To count the number of TCG instructions we need only to iterate over the ops in the TCGContext and them store the result in the code.num_tcg_inst.

tcg/tcg.c:

int tcg_gen_code(TCGContext *s, TranslationBlock *tb)
  ....
  int n = 0;
  QTAILQ_FOREACH(op, &s->ops, link) {
      n++;
  }
  tb->tb_stats->code.num_tcg_inst = n;
  ....

Controling and Dump TBStatistics

We added the -d hot_tbs which activates the collection of statistics of the TBs.
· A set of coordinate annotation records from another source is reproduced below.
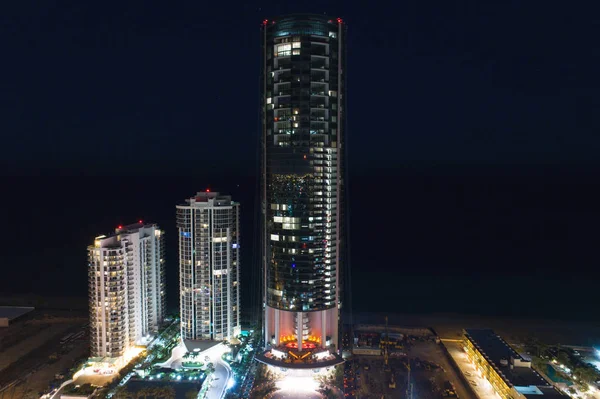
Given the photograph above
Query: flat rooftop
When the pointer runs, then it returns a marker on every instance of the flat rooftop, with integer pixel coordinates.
(495, 349)
(12, 312)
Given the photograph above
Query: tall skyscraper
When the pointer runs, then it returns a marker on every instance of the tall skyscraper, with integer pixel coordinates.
(209, 267)
(126, 276)
(303, 127)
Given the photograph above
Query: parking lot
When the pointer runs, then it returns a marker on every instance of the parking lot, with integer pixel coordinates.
(430, 374)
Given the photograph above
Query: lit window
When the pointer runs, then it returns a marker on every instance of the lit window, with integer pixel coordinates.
(282, 50)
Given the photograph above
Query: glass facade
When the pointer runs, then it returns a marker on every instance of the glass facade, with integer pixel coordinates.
(126, 276)
(302, 158)
(209, 245)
In linux-user mode the hottest blocks are dumped at the end of the execution and they can be limited by passing a value just as: -d hot_tbs:value.
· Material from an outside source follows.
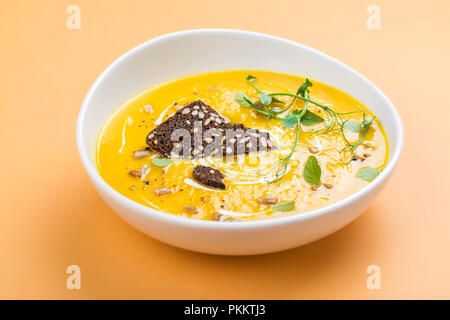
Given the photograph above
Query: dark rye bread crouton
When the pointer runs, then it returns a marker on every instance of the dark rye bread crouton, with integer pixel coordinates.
(208, 133)
(209, 177)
When in the system emulation mode, the collection of the statistics can be delayed and initiated using an HPM command: start_stats.

The command dfilter can also be used to limit the addresses in which the statistics will be collected and dumped.

To list the hottest TBs the command info tbs can be used. This command can also receive as parameter the number of tbs to be dumped and by which metric it will be sorted: hotness, hg (host/guest), or spills. Follows an example of the output:

info tbs
TB id:1 | phys:0x34d54 virt:0x0000000000034d54 flags:0x0000f0
	| exec:4828932/0 guest inst cov:16.38%
	| trans:1 ints: g:3 op:82 op_opt:34 spills:3
	| h/g (host bytes / guest insts): 90.666664
	| time to gen at 2.4GHz => code:3150.83(ns) IR:712.08(ns)
	| targets: 0x0000000000034d5e (id:11), 0x0000000000034d0d (id:2)

TB id:2 | phys:0x34d0d virt:0x0000000000034d0d flags:0x0000f0
	| exec:4825842/0 guest inst cov:21.82%
	| trans:1 ints: g:4 op:80 op_opt:38 spills:2
	| h/g (host bytes / guest insts): 84.000000
	| time to gen at 2.4GHz => code:3362.92(ns) IR:793.75(ns)
	| targets: 0x0000000000034d19 (id:12), 0x0000000000034d54 (id:1) 

TB id:3 | phys:0xec1c1 virt:0x00000000000ec1c1 flags:0x0000b0
	| exec:872032/0 guest inst cov:1.97%
	| trans:1 ints: g:2 op:56 op_opt:26 spills:1
	| h/g (host bytes / guest insts): 68.000000
	| time to gen at 2.4GHz => code:1692.08(ns) IR:473.75(ns)
	| targets: 0x00000000000ec1c5 (id:4), 0x00000000000ec1cb (id:13)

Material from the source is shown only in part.